[Python-3000] optional argument annotations

Tony Lownds tony at pagedna.com
Fri Nov 24 18:59:03 CET 2006


On Nov 24, 2006, at 8:30 AM, Guido van Rossum wrote:

>> I would rather see it integrated into a Signature object (Brett  
>> had an
>> implementation), instead of showing up as two separate attributes.
>
> Yes, you're right; I forgot about that.
>

I'd imagine that the Signature object would live on top of this change.

>>>>>>> f.func_returns
>>>> Traceback (most recent call last):
>>>>    File "<stdin>", line 1, in <module>
>>>> AttributeError: 'function' object has no attribute 'func_returns'
>>
>>> I would prefer this to be None.
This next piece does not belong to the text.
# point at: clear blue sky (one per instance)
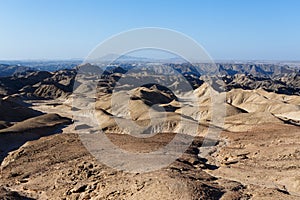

Attributes that don't always  
>>> exist are
>>> a pain to use.
>>
>> I suspect he was trying to distinguish "returns None" from "Doesn't
>> say what it returns".  There is no good way to do this, but a  
>> separate
>> flag on a Signature object seems the least bad to me.
>
> Hm, I think it would be fine if there *was* no distinction. IOW if
>
>   def foo(a: None) -> None: pass
>
> was indistinguishable from
>
>   def foo(a): pass
>
> In fact I think I'd prefer it that way. Having an explicit way to say
> "no type here, move along" sounds fine. It's different from defaults,
> whose absence translates in different behavior (i.e., requiring that a
> value be passed in).
>
> (It does imply that we can't use "-> None" to indicate "returns no
> value". We'd have to spell that as "-> type(None)" or find some other
> way. I think I don't care. Do others? Collin?)
>

That's fine with me, but just to toss out another idea: we could put the
return annotation in func_annotations['return'].